The Guilford County Division of Public Health is making a large purchase that should help provide better air in specific sections of school buildings across the county.

The plan calls for the purchase of more than 250 Fellowes Air Purifiers and an estimated year’s supply of air filters.

As Guilford County government often does with its large purchases, it will attach to a State of North Carolina contract, which will provide a discount due to the larger number of purifiers purchased.

The county is buying the devices from Forms and Supply Inc. at a cost of just over $712,000.

Every Guilford County school will receive a small purifier for the school’s health services room as well as a larger unit for the main office areas.

According to information provided to the Guilford County Board of Commissioners, the purifiers have low noise levels.

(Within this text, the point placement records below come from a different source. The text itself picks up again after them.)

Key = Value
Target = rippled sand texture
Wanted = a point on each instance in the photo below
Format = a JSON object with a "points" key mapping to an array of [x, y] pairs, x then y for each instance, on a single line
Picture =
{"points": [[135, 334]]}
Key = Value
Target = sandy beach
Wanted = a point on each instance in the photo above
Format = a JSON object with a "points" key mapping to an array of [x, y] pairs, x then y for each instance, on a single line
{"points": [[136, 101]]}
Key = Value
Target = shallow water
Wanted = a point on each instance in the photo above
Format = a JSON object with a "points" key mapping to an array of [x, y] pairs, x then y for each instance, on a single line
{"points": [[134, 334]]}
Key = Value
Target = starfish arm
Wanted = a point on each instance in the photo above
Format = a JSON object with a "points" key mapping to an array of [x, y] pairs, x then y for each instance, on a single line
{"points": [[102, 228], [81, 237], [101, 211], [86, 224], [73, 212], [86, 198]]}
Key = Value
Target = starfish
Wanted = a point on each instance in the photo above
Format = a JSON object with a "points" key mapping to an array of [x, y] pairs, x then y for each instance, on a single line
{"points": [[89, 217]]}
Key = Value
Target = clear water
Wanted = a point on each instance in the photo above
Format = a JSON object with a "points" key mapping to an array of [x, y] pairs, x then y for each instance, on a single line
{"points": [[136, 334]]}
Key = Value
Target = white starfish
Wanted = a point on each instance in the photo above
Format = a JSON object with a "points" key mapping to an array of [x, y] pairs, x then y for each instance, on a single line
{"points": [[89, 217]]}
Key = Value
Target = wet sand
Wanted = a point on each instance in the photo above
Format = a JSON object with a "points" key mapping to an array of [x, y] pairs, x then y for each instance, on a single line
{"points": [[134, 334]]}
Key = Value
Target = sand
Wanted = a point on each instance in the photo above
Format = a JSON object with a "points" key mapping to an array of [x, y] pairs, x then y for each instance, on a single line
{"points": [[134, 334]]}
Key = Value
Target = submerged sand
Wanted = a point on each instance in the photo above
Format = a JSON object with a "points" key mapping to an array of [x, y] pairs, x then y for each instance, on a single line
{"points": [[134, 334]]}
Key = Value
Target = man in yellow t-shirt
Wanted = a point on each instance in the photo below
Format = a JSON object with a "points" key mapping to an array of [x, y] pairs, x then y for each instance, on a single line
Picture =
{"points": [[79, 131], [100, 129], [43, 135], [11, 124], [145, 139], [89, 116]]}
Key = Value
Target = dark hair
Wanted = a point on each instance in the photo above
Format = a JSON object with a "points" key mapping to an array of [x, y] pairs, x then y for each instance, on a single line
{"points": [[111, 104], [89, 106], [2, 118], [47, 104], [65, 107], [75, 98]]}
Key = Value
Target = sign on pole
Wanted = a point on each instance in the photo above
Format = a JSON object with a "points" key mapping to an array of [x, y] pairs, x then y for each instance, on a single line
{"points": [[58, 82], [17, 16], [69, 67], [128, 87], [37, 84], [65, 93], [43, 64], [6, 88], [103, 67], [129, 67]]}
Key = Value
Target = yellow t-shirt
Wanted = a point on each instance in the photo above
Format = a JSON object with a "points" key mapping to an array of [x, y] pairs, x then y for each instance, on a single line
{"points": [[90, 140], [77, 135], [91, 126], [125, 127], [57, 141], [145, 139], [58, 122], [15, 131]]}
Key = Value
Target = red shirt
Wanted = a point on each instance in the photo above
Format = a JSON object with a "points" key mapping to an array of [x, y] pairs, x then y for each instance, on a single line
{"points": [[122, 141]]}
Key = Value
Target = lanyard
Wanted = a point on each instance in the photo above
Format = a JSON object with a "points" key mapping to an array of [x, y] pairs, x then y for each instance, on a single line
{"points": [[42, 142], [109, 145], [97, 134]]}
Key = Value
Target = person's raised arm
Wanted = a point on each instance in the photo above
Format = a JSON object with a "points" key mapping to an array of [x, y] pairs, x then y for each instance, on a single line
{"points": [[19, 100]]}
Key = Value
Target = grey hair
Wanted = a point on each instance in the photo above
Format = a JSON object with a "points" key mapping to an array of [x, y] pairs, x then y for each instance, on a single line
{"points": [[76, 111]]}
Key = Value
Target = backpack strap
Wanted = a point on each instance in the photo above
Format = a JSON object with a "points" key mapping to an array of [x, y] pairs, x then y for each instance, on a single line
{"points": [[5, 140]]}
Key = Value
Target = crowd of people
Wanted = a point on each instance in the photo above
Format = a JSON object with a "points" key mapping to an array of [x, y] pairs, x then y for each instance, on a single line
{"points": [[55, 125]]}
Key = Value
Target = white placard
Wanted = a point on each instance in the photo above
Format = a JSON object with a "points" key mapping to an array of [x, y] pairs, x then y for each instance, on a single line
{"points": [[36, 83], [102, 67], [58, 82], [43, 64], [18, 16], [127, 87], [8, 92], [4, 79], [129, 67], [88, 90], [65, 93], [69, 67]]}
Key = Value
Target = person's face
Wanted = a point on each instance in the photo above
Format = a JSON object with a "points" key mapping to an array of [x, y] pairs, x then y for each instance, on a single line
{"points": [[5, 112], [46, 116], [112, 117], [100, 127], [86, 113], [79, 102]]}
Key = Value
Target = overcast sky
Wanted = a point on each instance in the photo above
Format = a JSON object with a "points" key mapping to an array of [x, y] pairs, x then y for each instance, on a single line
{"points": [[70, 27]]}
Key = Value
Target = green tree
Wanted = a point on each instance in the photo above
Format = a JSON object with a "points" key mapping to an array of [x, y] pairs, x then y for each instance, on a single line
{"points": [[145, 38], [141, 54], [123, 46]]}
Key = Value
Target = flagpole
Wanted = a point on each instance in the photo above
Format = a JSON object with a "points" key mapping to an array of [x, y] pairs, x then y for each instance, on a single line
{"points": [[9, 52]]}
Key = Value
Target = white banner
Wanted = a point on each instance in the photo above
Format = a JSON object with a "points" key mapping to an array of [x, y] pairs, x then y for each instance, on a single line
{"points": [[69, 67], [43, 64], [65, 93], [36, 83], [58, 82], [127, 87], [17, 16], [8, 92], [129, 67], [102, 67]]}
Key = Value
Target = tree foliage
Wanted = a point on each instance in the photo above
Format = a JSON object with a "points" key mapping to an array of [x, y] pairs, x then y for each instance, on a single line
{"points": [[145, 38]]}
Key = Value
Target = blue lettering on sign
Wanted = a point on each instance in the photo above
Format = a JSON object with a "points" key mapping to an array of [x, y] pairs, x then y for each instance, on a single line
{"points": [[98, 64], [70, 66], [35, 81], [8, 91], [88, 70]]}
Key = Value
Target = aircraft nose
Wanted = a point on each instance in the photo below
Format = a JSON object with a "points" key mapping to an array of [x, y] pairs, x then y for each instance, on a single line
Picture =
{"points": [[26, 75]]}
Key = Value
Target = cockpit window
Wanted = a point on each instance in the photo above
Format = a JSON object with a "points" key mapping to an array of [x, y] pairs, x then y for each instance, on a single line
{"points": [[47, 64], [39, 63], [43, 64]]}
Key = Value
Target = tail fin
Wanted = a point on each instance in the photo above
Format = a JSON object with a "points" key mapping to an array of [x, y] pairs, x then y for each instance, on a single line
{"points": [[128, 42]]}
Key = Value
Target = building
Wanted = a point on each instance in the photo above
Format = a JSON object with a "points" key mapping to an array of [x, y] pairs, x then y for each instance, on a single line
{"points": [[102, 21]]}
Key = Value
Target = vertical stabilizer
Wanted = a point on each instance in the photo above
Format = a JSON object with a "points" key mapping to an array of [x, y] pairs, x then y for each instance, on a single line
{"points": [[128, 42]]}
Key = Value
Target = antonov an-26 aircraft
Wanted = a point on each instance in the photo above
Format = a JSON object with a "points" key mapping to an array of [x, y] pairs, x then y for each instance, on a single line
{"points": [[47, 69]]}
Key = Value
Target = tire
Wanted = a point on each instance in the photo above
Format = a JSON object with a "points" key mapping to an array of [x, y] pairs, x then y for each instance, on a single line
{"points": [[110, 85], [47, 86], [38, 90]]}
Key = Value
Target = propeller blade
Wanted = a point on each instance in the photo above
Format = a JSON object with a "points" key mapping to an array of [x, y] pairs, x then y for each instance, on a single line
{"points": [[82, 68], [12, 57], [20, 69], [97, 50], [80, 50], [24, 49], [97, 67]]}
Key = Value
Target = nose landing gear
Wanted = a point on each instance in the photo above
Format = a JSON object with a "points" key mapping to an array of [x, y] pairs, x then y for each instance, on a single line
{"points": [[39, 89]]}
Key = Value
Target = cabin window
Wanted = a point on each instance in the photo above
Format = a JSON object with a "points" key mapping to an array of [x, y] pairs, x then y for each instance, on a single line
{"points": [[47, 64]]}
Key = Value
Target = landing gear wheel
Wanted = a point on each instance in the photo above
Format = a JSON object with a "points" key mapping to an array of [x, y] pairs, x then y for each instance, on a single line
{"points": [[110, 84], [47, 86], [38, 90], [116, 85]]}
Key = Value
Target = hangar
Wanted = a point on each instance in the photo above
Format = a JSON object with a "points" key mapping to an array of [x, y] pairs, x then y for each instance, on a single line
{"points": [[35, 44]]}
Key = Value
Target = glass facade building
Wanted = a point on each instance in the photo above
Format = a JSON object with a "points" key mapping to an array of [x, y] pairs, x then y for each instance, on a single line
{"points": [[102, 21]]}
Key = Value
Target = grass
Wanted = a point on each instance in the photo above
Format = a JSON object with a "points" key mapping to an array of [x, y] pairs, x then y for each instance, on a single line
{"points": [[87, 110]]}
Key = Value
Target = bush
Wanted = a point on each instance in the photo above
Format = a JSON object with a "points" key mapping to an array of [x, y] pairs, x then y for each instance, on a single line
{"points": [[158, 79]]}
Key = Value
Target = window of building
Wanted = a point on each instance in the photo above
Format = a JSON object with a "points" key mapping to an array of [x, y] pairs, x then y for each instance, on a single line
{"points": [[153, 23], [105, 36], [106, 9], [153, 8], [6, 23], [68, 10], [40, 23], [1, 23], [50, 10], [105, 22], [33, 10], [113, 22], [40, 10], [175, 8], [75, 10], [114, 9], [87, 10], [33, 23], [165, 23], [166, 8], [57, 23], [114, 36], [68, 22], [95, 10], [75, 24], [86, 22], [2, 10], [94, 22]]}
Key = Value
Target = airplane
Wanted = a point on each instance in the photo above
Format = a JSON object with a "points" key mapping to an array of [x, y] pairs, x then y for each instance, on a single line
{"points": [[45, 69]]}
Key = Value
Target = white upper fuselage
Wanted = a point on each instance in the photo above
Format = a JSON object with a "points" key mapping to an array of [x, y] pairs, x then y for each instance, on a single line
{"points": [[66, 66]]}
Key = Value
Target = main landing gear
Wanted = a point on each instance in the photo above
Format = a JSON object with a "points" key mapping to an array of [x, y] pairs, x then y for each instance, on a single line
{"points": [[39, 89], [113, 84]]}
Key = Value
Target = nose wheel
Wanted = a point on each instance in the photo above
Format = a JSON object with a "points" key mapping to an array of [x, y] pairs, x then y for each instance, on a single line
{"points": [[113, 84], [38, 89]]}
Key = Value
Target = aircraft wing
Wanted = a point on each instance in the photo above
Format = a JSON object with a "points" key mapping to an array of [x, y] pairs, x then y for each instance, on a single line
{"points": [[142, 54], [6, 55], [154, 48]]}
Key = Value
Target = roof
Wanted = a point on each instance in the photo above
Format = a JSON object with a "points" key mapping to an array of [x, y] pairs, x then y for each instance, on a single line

However, despite that, they won’t be placed in classrooms.  They are being kept out of classrooms in order to “avoid disturbance of the educational process.”

The county’s Division of Public Health received $9.6 million in funding in the current fiscal year from the North Carolina Division of Child and Family Well-Being “to support safe, in-person instruction in kindergarten through grade 12.”  One of the allowable uses of that funding is for “portable high-efficiency particulate air (HEPA) fan/filtration systems” or other items that provide cleaner air and provide improved air circulation.

Since the beginning of the COVID-19 pandemic in early 2020, Guilford County government and Guilford County Schools have spent a tremendous amount of money on systems and procedures meant to promote better air quality in school buildings and reduce the chance of transmission of airborne diseases.